Short 1 December Gold ($970 strike) call option at $58.00 per ounce. (December gold options expire in 42 days on November 23rd).
Long 1 December Gold ($1030 strike) call option at $25.50 per ounce.
Short 2 December Gold ($1090 strike) call options at $10.50 per ounce each.
Long 1 December Gold ($1100 strike) call option at $16.30 per ounce.
Short 2 December Gold ($1180 strike) call options at $8.40 per ounce each.
Long 1 February gold ($1270 strike) call option at an average cost basis of $5.00 per ounce.
Long 1 April Gold ($1275 strike) call option at $17.80 per ounce.
Short 2 April Gold ($1400 strike) call options at $9.90 per ounce each.
The $1030/$1090 ratio call spread must be monitored closely if gold continues to spike up in the near term.
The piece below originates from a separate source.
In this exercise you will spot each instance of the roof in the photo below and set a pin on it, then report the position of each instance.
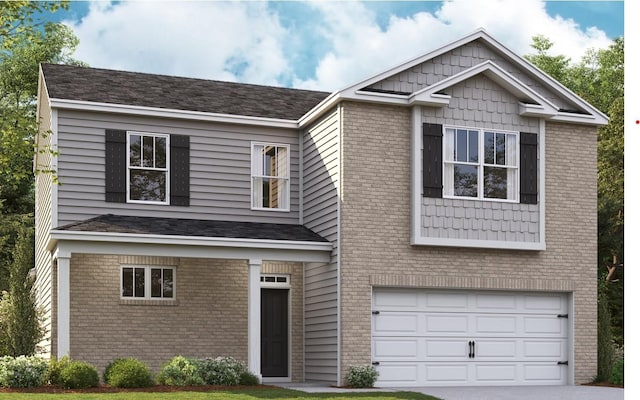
(110, 223)
(177, 93)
We originally entered that spread at a credit of around $4.50 credit, and on Friday that spread closed at a credit of $5.70, so we have a very small gross gain. If gold can trade up and down in this area for a couple weeks, we will be in a much better profitable position. For today only, I want to try to liquidate the December $1030/$1090 ratio call spread at a $7.00 credit if the price gets there. If it doesn’t fill, we will play this one day at a time. I am doing this because I believe that there is a chance that gold, soon, could break out for a much stronger rally, in which case our $1100/$1180 ration call spread will come into play.